There are too many hooligans on the streets

Dear Editor,
 I saw the news and read in the papers with a broken heart about a young female University of Guyana student who was attacked in the Rose Hall/Port Mourant area in the Corentyne.

As a former resident in Rose Hall I discovered recently that lots of hooligans are roaming the streets in that community, and even in the Port Mourant and Tain community. 

These elements are the sons of broken homes; some of them come from decent families but followed the wrong type of company. Many parents have allowed their children to get away with wrongdoing because they never disciplined them in their homes. Then we have the single-parent lifestyle that has invaded our society like a sudden cancer.
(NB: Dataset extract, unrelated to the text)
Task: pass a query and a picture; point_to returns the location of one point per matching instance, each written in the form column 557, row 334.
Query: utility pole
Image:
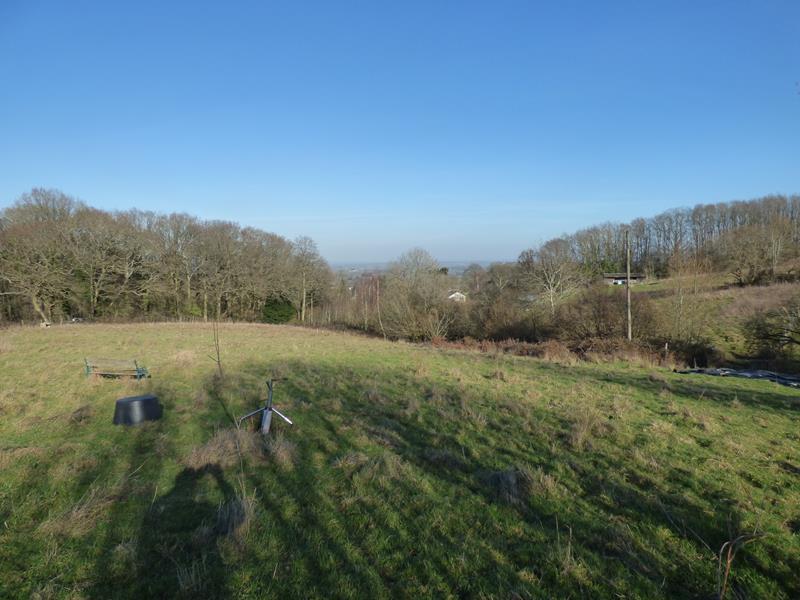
column 628, row 279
Many young as well as old people believe that they can just pick up a man or woman and start a family; then they soon realise that they are incompetent to raise a family. In my opinion, family life begins with a mature couple who are desirous of getting married legally in accordance with the laws of Guyana, and who are capable financially, morally and spiritually of raising a decent family.
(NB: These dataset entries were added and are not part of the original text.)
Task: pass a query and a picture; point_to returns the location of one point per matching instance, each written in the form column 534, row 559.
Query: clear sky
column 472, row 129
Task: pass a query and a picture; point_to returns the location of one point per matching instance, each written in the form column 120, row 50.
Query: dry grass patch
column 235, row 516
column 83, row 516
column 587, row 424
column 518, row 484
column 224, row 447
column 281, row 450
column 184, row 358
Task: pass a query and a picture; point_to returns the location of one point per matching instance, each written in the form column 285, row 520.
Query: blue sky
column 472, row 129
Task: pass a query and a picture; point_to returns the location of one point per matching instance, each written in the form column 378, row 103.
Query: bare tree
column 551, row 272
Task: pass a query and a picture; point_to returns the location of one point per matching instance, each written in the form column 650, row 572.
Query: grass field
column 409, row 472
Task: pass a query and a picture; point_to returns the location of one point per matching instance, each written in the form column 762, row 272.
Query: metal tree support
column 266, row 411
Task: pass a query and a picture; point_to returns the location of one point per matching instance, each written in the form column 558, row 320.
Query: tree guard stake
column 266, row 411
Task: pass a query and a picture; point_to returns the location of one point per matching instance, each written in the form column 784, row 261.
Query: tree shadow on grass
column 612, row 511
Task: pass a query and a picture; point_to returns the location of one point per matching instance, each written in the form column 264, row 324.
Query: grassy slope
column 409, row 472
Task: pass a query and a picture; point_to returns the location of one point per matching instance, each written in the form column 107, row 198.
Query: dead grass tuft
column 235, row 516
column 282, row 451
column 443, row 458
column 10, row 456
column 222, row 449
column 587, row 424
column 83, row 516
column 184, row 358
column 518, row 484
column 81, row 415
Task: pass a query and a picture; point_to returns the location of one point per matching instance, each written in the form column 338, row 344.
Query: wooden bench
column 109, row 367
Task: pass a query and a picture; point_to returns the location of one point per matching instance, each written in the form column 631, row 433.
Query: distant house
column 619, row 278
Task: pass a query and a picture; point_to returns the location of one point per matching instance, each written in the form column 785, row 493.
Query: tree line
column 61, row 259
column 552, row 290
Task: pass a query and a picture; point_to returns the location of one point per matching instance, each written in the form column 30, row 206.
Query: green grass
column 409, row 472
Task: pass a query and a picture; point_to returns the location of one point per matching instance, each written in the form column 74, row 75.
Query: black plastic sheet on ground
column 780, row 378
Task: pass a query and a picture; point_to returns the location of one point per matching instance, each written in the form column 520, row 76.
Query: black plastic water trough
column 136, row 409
In every corner in our society one can see young men smoking and selling dope, gambling, stealing and robbing. The drug trade has now become a get-rich-quick business for the very educated as well as the rogues in the streets. All around us rum bars, pool shops, gambling houses and prostitution dens are opening up. All around us on the pave in Georgetown as well as in the shops and affluent business places DVDs with some of the most obscene pornographic movies are on public display and can be purchased by anyone. Many top-class singers are singing songs of very seductive and vulgar content, and dancing almost nude in their music videos. When hooligan elements see all these sexually explicit images it motivates them to commit crimes of a sexual nature. 
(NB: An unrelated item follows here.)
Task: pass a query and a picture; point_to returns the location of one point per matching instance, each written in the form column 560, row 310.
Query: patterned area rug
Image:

It’s about time we enforced the laws and had more police patrols in the Corentyne as well as vigilante groups. It’s about time our government ensured that hooligan elements in the streets were picked up, and these should include touts that rob innocent passengers at the bus parks. What I have seen in our country is too many idlers, rum bars, dope peddlers and the long dismal list goes on. In my travels I have seen more idlers roaming the streets of Guyana than anywhere else. In Suriname the police pick up rogue elements every day.